Stadt informiert über merkwürdige Praktiken bei der Finanzierung eines „Bürgerinformationsfolders“

Mittlerweile sollte es sich herumgesprochen haben, dass auf dem Werbemarkt einige „schwarze Schafe“ unterwegs sind, die mit windigen Methoden bei Gewerbetreibenden ihre Annoncen für verschiedene Druckerzeugnisse verkaufen möchten. Die Stadt hat bereits seit Jahren entsprechende Erfahrungen und weist immer mal wieder auf solche Vorkommnisse hin, um damit potentielle Anzeigenkunden zu warnen.  

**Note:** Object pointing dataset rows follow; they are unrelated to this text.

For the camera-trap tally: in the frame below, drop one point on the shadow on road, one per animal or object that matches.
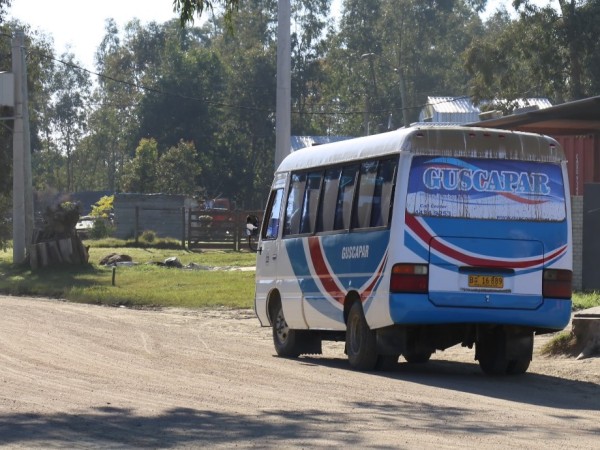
(530, 388)
(181, 427)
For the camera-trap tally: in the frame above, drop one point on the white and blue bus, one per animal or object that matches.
(413, 241)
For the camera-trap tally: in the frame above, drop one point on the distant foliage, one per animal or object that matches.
(103, 207)
(148, 236)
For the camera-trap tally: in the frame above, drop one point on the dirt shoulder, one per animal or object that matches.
(88, 376)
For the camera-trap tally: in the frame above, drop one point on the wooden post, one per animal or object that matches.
(183, 227)
(136, 228)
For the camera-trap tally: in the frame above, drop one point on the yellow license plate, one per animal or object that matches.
(486, 281)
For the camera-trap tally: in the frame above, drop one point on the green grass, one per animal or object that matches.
(142, 285)
(147, 284)
(585, 300)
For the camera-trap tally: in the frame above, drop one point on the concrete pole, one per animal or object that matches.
(283, 113)
(19, 246)
(28, 189)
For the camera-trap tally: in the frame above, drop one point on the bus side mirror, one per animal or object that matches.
(252, 227)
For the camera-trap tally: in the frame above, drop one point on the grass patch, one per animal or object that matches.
(142, 285)
(585, 300)
(563, 343)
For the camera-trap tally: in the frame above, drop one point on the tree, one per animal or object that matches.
(141, 172)
(178, 170)
(188, 8)
(69, 110)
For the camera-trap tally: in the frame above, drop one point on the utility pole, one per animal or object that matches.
(283, 113)
(22, 190)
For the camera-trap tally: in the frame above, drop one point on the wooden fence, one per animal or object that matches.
(218, 228)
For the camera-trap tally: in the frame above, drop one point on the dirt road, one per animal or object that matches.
(81, 376)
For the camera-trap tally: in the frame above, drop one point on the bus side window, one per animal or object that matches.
(311, 202)
(366, 189)
(293, 209)
(345, 196)
(271, 229)
(326, 214)
(382, 197)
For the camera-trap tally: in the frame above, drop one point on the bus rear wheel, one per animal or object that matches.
(361, 344)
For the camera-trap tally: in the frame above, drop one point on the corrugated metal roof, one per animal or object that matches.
(452, 105)
(298, 142)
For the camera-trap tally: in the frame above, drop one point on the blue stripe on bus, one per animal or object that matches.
(417, 309)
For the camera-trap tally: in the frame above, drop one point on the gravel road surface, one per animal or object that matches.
(83, 376)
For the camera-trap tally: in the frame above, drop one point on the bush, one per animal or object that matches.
(148, 236)
(101, 229)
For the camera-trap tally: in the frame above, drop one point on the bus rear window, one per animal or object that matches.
(485, 189)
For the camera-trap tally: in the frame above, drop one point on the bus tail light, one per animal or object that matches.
(409, 278)
(557, 283)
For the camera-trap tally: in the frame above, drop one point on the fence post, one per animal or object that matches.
(183, 226)
(236, 231)
(137, 219)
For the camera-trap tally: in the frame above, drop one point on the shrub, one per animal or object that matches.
(101, 229)
(148, 236)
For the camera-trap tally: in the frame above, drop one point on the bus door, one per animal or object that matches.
(268, 253)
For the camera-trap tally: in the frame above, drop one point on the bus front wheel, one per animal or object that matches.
(361, 344)
(287, 341)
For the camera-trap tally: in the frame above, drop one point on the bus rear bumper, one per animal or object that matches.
(406, 309)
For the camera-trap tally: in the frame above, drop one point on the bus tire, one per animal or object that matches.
(288, 342)
(361, 345)
(416, 358)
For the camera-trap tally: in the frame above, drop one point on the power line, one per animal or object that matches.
(243, 107)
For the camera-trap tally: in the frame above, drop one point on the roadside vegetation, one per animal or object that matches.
(216, 278)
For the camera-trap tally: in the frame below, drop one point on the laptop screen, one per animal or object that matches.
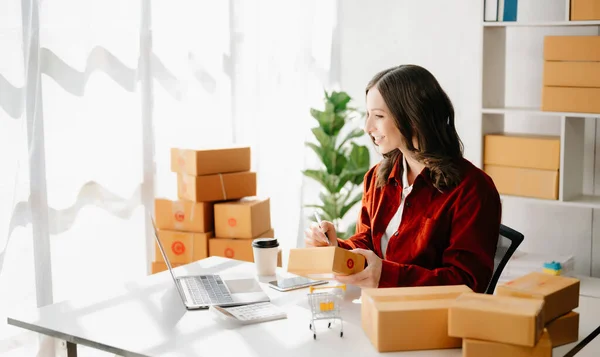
(166, 259)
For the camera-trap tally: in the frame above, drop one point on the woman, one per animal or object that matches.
(428, 216)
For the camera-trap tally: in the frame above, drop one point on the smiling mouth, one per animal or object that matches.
(377, 139)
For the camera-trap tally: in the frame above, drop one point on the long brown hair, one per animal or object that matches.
(421, 110)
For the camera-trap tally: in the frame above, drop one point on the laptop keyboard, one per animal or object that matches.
(208, 289)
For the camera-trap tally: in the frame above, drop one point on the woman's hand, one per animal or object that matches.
(368, 278)
(315, 236)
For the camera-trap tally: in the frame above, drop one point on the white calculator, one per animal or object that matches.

Beim neuesten gemeldeten Vorfall geht es um einen „Bürgerinformationsfolder“, der durch Werbeanzeigen von Unternehmen und Gewerbetreibenden finanziert werden soll. Per Fax werden Kunden um eine Unterschrift gebeten – erst im Kleingedruckten wird deutlich, was damit genau beauftragt wird. Auch wenn alles „rechtssicher“ scheint, sind diese Praktiken und die Kosten im Vergleich zum Gegenwert aus Sicht der Stadt mehr als fragwürdig.  

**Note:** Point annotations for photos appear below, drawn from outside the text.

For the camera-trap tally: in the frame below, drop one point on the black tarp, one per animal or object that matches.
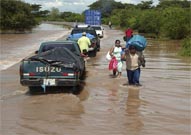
(60, 56)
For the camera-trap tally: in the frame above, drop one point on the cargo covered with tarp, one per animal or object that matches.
(61, 57)
(76, 36)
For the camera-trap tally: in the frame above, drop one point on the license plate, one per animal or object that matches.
(49, 82)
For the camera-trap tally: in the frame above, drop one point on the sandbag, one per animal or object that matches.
(138, 41)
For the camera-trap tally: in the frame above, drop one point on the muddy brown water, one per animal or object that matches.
(105, 106)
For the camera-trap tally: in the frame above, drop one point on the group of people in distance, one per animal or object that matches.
(134, 59)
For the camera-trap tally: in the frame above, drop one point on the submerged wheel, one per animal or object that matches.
(34, 89)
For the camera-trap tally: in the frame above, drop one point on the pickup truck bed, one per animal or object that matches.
(54, 65)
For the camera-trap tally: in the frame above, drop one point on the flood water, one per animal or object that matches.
(105, 106)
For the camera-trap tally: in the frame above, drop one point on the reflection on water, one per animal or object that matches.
(106, 107)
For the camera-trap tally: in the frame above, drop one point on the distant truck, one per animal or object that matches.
(93, 17)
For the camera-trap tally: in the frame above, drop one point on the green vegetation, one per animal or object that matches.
(186, 47)
(169, 19)
(16, 16)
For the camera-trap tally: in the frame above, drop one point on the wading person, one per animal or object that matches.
(134, 60)
(110, 25)
(84, 43)
(115, 52)
(128, 34)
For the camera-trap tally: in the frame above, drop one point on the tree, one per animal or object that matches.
(16, 15)
(106, 6)
(54, 13)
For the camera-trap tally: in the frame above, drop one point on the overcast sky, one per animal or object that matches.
(77, 6)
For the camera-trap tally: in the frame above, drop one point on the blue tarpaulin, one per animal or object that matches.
(79, 35)
(138, 41)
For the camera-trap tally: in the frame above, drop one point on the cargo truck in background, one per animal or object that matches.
(93, 17)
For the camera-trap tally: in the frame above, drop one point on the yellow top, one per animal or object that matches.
(84, 43)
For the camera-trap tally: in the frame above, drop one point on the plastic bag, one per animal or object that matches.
(108, 56)
(138, 41)
(113, 64)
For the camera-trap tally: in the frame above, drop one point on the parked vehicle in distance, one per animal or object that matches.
(91, 34)
(92, 17)
(57, 63)
(99, 30)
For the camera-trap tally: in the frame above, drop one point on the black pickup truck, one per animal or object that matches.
(56, 63)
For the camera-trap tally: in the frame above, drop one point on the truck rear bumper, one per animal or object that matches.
(58, 82)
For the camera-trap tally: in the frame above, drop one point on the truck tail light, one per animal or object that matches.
(29, 74)
(70, 74)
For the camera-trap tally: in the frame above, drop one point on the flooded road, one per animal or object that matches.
(105, 106)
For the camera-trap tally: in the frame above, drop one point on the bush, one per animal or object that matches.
(185, 47)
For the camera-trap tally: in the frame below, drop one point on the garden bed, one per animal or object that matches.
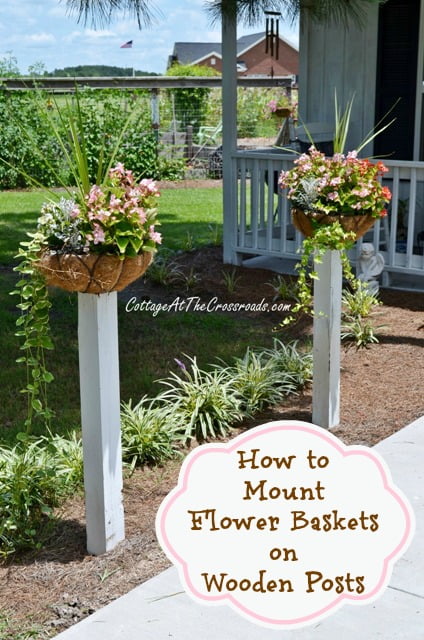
(380, 393)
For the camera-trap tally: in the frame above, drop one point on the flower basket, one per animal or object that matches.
(92, 273)
(281, 112)
(359, 224)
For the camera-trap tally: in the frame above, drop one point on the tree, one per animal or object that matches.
(247, 11)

Der Kunde schaltet nicht nur eine, sondern gleich vier Anzeigen, die im Laufe eines Jahres veröffentlicht werden sollen. Dabei wird der Folder lediglich in einer Auflage von 500 Stück erscheinen – und in „öffentlichen Gebäuden ausgelegt“ in einem Radius von 25 Kilometern. Die Druckkosten belaufen sich dabei auf knapp 800 Euro pro Annonce, im Jahr somit etwa 3.200 Euro plus Mehrwertsteuer für ein Druckerzeugnis mit einer Auflage von lediglich 2.000 Exemplaren, deren Verteilung und Zugänglichkeit mehr als fraglich erscheint..  

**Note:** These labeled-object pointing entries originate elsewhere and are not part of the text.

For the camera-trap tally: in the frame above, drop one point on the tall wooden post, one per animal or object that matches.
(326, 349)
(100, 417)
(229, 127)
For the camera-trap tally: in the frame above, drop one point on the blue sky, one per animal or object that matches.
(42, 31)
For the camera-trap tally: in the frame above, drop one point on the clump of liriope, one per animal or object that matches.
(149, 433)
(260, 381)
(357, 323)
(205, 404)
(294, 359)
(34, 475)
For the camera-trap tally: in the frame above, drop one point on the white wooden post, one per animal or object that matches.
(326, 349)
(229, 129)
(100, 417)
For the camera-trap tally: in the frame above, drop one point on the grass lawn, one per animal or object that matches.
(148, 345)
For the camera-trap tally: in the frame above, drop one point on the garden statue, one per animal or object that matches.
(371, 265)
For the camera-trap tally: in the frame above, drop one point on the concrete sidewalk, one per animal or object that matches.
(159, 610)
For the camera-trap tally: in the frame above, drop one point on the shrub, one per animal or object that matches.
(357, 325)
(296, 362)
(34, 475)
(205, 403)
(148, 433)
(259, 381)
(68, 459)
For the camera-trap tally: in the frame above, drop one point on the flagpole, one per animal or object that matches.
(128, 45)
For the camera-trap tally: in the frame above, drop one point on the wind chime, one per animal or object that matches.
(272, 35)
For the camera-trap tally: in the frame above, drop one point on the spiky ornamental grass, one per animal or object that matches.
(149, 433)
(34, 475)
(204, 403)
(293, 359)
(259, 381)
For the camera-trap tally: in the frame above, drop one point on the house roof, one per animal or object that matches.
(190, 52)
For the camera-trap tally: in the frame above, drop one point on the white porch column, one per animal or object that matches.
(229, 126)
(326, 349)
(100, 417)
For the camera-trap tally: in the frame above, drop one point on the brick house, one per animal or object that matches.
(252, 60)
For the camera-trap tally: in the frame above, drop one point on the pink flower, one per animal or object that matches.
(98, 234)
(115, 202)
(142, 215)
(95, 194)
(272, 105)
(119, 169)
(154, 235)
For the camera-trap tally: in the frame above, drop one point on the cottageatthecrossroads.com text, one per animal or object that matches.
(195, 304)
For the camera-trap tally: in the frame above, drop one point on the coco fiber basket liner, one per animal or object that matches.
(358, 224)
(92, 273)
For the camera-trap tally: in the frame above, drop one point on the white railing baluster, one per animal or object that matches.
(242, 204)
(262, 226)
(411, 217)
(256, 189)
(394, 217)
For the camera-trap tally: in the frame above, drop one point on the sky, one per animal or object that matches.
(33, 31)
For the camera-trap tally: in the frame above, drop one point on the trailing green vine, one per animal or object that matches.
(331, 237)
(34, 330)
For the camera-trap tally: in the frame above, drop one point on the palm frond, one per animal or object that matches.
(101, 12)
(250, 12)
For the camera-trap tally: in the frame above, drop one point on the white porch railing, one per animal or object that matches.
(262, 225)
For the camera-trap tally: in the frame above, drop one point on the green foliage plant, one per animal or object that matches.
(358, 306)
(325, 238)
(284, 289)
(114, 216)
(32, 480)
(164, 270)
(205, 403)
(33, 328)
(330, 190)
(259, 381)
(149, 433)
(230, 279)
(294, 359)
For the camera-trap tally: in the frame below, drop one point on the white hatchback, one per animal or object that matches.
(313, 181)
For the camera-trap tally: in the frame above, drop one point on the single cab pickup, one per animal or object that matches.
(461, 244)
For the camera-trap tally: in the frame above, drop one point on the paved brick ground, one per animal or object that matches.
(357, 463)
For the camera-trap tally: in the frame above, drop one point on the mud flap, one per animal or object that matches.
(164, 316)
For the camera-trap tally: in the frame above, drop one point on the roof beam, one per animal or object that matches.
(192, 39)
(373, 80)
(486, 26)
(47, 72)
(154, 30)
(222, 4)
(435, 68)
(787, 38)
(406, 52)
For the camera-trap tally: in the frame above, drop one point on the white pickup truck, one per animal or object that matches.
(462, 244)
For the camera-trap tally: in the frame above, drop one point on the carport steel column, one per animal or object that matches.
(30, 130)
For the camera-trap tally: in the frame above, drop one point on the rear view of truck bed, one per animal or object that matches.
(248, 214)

An diesen Fakten wird leicht deutlich, dass es sich hier um eine wenig seriöse Abzocke handelt. Auch die Tatsache, dass der Firmensitz im spanischen Javea an der Costa Blanca liegt, lässt das Vertrauen sicherlich nicht wachsen.  

Letztlich Klarheit erhält, wer „Google“ bemüht: Auf den Internetseiten einer Berliner Rechtsanwaltskanzlei wird allgemein vor der so genannten „Kölner Masche“ solche Werbeunternehmen gewarnt. Dabei wird auch ausführlich über die zweifelhaften Geschäftspraktiken der aktuell in Riedstadt aktiven Firma „ARP Marketing Verlag“ berichtet (https://www.radziwill.info/de/Abzocker-und-Werbeverlage/Zweifelhaft-die-ARP-Marketing-Verlag-SL-und-ihre-Buergerinformationen).  

Die Stadt schließt sich diesen Warnungen an und appelliert an alle Freiberufler und Gewerbetreibenden bei solchen Werbeannoncen besonders vorsichtig zu sein und die Vertragsbedingungen vor einer Unterschrift genau zu studieren.